Azure Cloud Services (klassiek) configuratierolschema

Belangrijk

Cloud Services (klassiek) is nu afgeschaft voor nieuwe klanten en wordt op 31 augustus 2024 voor alle klanten buiten gebruik gesteld. Nieuwe implementaties moeten gebruikmaken van het nieuwe op Azure Resource Manager gebaseerde implementatiemodel Azure Cloud Services (uitgebreide ondersteuning).

Het Role element van het configuratiebestand geeft het aantal rolinstanties op dat moet worden geïmplementeerd voor elke rol in de service, de waarden van eventuele configuratie-instellingen en de vingerafdrukken voor certificaten die zijn gekoppeld aan een rol.

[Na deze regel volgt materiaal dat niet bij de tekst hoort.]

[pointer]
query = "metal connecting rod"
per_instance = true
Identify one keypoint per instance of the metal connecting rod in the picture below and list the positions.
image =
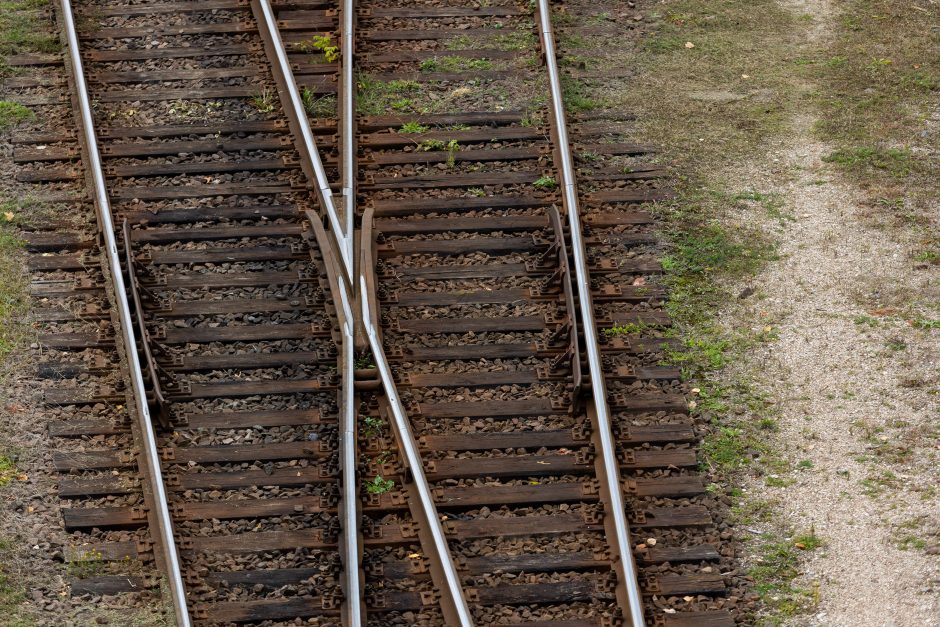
(343, 235)
(453, 595)
(348, 131)
(149, 446)
(624, 564)
(272, 36)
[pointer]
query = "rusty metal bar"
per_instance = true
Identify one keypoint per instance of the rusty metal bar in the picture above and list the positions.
(294, 107)
(151, 454)
(453, 601)
(628, 589)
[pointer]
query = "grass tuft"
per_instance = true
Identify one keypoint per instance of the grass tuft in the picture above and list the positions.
(12, 114)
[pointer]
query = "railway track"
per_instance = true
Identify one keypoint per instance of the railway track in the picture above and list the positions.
(359, 338)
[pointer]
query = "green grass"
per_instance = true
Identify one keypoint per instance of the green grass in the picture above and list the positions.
(12, 114)
(413, 127)
(455, 64)
(545, 183)
(21, 30)
(13, 288)
(7, 470)
(377, 97)
(318, 107)
(378, 485)
(865, 159)
(775, 568)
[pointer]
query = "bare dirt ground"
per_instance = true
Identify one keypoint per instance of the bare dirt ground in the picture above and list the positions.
(855, 382)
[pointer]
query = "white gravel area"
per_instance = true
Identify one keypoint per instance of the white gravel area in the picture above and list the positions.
(855, 386)
(853, 403)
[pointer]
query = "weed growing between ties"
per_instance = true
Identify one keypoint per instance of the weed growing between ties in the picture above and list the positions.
(13, 287)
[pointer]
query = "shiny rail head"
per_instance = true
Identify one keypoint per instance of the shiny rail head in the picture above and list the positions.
(93, 161)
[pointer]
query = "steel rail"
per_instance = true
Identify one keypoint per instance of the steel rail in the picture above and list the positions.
(623, 562)
(348, 131)
(324, 191)
(416, 467)
(106, 224)
(352, 548)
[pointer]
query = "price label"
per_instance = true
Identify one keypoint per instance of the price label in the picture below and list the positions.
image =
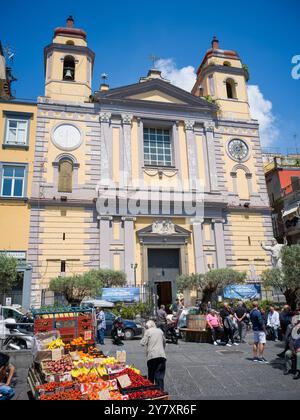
(121, 356)
(124, 381)
(56, 355)
(104, 395)
(87, 335)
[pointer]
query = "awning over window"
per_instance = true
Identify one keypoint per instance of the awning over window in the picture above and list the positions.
(291, 211)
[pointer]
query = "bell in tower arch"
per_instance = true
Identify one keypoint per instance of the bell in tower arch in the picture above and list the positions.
(69, 68)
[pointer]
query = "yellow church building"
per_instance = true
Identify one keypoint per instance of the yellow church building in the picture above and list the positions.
(145, 178)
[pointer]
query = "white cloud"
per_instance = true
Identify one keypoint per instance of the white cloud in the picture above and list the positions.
(185, 78)
(261, 108)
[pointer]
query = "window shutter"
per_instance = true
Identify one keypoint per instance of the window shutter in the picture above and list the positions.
(65, 177)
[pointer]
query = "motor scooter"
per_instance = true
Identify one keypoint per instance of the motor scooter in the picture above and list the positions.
(118, 332)
(172, 332)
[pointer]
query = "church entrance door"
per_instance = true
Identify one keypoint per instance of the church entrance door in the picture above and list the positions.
(163, 269)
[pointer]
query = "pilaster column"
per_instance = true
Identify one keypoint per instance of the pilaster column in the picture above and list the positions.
(106, 148)
(141, 151)
(249, 180)
(127, 150)
(105, 239)
(192, 152)
(129, 246)
(176, 144)
(234, 182)
(220, 243)
(209, 133)
(198, 245)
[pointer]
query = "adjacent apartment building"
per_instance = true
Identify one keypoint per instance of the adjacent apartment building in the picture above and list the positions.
(17, 144)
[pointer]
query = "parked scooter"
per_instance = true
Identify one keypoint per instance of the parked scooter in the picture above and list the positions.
(172, 333)
(15, 339)
(118, 332)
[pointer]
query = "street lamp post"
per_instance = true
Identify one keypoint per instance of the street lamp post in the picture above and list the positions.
(134, 267)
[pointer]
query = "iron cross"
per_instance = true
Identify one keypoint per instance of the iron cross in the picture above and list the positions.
(154, 59)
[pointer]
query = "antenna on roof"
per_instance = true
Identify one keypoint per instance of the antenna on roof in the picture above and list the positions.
(9, 53)
(154, 60)
(104, 78)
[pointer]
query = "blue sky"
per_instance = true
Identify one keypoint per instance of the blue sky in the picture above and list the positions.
(123, 35)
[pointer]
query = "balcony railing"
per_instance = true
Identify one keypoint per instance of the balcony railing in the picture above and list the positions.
(291, 189)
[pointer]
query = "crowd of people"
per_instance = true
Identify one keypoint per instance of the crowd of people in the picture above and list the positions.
(230, 325)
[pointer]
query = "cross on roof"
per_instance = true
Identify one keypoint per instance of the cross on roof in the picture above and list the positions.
(154, 59)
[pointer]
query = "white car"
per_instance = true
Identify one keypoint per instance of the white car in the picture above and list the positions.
(95, 303)
(12, 312)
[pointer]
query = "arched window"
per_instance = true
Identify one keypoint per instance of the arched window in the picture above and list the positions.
(230, 89)
(65, 176)
(69, 68)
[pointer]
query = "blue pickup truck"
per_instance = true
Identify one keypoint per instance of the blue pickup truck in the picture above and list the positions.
(132, 329)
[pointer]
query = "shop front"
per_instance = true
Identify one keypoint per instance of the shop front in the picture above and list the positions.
(20, 293)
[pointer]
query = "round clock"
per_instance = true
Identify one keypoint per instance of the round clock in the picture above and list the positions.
(238, 149)
(67, 137)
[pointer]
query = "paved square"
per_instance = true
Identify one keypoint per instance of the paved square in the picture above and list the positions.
(201, 371)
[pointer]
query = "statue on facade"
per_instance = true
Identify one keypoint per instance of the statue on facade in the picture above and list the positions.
(163, 227)
(276, 252)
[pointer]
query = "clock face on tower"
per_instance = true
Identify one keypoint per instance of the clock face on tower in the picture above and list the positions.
(238, 150)
(67, 137)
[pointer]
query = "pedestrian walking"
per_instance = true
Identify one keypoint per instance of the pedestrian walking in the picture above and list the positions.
(162, 318)
(294, 348)
(241, 318)
(176, 306)
(155, 343)
(285, 317)
(101, 325)
(260, 334)
(214, 324)
(273, 323)
(226, 314)
(6, 375)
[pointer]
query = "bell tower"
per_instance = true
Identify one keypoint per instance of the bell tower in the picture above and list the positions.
(69, 65)
(222, 77)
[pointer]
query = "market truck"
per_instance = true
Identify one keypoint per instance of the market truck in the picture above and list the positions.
(72, 323)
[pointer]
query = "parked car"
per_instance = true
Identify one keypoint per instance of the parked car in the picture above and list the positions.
(12, 312)
(96, 303)
(131, 328)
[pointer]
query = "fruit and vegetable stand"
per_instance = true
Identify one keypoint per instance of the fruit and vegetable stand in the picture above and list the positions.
(70, 322)
(80, 371)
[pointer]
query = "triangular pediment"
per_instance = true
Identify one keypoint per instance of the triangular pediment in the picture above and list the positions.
(155, 91)
(157, 96)
(157, 229)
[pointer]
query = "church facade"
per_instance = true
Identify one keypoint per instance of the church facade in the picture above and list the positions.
(147, 178)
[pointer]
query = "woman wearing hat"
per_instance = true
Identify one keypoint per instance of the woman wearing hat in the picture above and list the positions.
(6, 374)
(294, 348)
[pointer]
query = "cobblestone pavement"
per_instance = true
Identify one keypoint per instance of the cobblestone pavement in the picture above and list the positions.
(201, 371)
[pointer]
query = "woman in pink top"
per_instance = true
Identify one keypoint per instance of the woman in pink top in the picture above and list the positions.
(214, 325)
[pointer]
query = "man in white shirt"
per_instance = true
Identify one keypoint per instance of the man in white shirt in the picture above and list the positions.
(274, 322)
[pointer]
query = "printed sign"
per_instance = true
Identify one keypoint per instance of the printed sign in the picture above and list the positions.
(121, 356)
(18, 255)
(87, 335)
(124, 381)
(56, 355)
(8, 301)
(104, 395)
(127, 295)
(243, 291)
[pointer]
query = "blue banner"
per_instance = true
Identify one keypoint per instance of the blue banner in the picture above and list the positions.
(126, 295)
(243, 291)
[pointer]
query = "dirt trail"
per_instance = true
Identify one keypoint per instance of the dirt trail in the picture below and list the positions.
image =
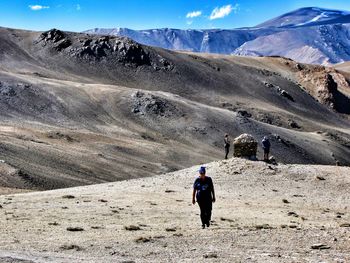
(263, 213)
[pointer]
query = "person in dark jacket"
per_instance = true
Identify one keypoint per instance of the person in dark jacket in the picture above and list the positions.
(227, 145)
(266, 145)
(203, 191)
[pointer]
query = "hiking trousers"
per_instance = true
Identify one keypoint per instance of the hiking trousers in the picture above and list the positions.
(205, 207)
(227, 150)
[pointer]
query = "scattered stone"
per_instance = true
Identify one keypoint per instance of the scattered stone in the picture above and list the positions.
(68, 196)
(75, 229)
(293, 124)
(54, 224)
(142, 240)
(263, 226)
(132, 228)
(71, 247)
(285, 201)
(226, 219)
(210, 255)
(293, 214)
(272, 160)
(244, 113)
(285, 94)
(245, 146)
(320, 178)
(320, 246)
(96, 227)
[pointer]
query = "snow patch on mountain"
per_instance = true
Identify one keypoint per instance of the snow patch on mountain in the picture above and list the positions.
(310, 35)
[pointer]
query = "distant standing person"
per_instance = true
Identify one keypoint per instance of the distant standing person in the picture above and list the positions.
(227, 145)
(266, 145)
(203, 191)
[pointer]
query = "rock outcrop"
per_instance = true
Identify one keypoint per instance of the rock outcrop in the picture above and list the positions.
(96, 48)
(245, 146)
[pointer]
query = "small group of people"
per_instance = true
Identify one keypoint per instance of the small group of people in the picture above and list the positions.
(203, 187)
(265, 144)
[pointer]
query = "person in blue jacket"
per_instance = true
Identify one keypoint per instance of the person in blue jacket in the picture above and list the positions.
(203, 191)
(266, 145)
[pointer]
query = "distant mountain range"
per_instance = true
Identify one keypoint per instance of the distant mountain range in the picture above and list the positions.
(309, 35)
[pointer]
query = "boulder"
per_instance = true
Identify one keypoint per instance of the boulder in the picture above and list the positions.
(245, 146)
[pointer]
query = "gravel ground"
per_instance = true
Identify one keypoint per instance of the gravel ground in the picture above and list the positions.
(263, 213)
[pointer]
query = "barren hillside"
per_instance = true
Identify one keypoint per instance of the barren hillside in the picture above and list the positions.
(78, 109)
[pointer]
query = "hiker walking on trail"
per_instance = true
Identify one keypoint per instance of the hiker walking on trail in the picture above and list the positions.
(227, 145)
(203, 191)
(266, 145)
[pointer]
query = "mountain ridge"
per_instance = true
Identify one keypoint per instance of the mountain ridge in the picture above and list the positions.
(321, 34)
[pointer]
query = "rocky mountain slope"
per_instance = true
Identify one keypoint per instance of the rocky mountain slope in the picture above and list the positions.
(263, 213)
(79, 109)
(309, 35)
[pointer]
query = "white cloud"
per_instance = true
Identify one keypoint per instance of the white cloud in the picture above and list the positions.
(38, 7)
(194, 14)
(220, 12)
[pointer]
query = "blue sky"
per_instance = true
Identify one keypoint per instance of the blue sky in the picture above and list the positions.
(79, 15)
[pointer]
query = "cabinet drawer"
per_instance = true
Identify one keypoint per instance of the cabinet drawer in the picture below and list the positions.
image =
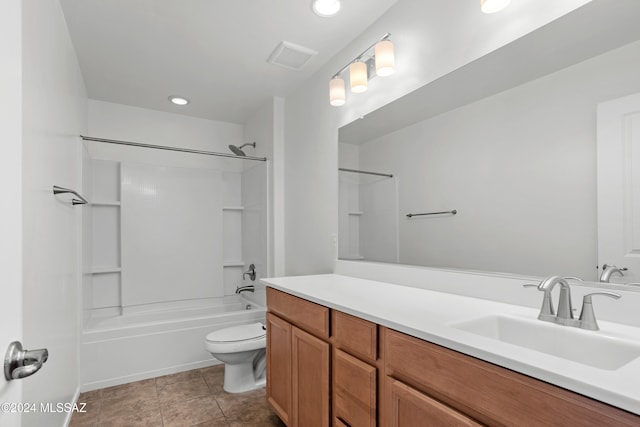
(339, 423)
(354, 390)
(491, 394)
(309, 316)
(410, 408)
(355, 335)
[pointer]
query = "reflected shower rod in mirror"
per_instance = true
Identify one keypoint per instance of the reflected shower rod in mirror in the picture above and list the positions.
(388, 175)
(452, 212)
(169, 148)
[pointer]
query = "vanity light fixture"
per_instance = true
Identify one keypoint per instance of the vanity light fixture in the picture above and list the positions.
(358, 78)
(325, 8)
(337, 96)
(178, 100)
(493, 6)
(376, 60)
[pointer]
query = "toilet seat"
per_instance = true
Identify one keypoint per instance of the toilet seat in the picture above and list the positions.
(236, 338)
(238, 333)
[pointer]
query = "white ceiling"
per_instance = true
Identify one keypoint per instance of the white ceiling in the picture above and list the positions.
(213, 52)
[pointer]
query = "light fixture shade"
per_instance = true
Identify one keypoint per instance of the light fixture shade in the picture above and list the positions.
(358, 77)
(493, 6)
(337, 96)
(325, 8)
(385, 62)
(178, 100)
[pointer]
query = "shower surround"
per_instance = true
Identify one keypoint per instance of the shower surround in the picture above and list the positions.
(168, 242)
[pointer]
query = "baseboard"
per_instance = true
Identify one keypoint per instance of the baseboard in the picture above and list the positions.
(146, 375)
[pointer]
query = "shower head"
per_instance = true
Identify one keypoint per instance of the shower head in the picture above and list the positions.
(238, 150)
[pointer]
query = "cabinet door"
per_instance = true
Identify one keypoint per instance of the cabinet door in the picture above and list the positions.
(279, 366)
(310, 378)
(354, 390)
(411, 408)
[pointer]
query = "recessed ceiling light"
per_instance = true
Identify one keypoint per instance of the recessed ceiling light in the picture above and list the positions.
(493, 6)
(325, 8)
(178, 100)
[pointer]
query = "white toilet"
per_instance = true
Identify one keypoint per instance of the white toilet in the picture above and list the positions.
(242, 349)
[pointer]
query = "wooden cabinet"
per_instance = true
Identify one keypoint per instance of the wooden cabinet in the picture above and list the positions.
(327, 367)
(488, 393)
(354, 390)
(412, 408)
(354, 335)
(310, 380)
(279, 366)
(298, 360)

Zie Configuratieschema voor cloudservice (klassiek) voor meer informatie over het azure-serviceconfiguratieschema. Zie Definitieschema voor cloudservice (klassiek) voor meer informatie over het Azure Service Definition Schema.

Rolelement

In het volgende voorbeeld ziet u het element en de Role onderliggende elementen.

<ServiceConfiguration>
  <Role name="<role-name>" vmName="<vm-name>">
    <Instances count="<number-of-instances>"/>
    <ConfigurationSettings>
      <Setting name="<setting-name>" value="<setting-value>" />
    </ConfigurationSettings>
    <Certificates>
      <Certificate name="<certificate-name>" thumbprint="<certificate-thumbprint>" thumbprintAlgorithm="<algorithm>"/>
    </Certificates>
  </Role>
</ServiceConfiguration>

In de volgende tabel worden de kenmerken voor het Role -element beschreven.

Kenmerk Beschrijving
naam Vereist. Hiermee geeft u de naam van de rol. De naam moet overeenkomen met de naam die is opgegeven voor de rol in het servicedefinitiebestand.
vmName Optioneel. Hiermee geeft u de DNS-naam voor een virtuele machine. De naam mag maximaal 10 tekens bevatten.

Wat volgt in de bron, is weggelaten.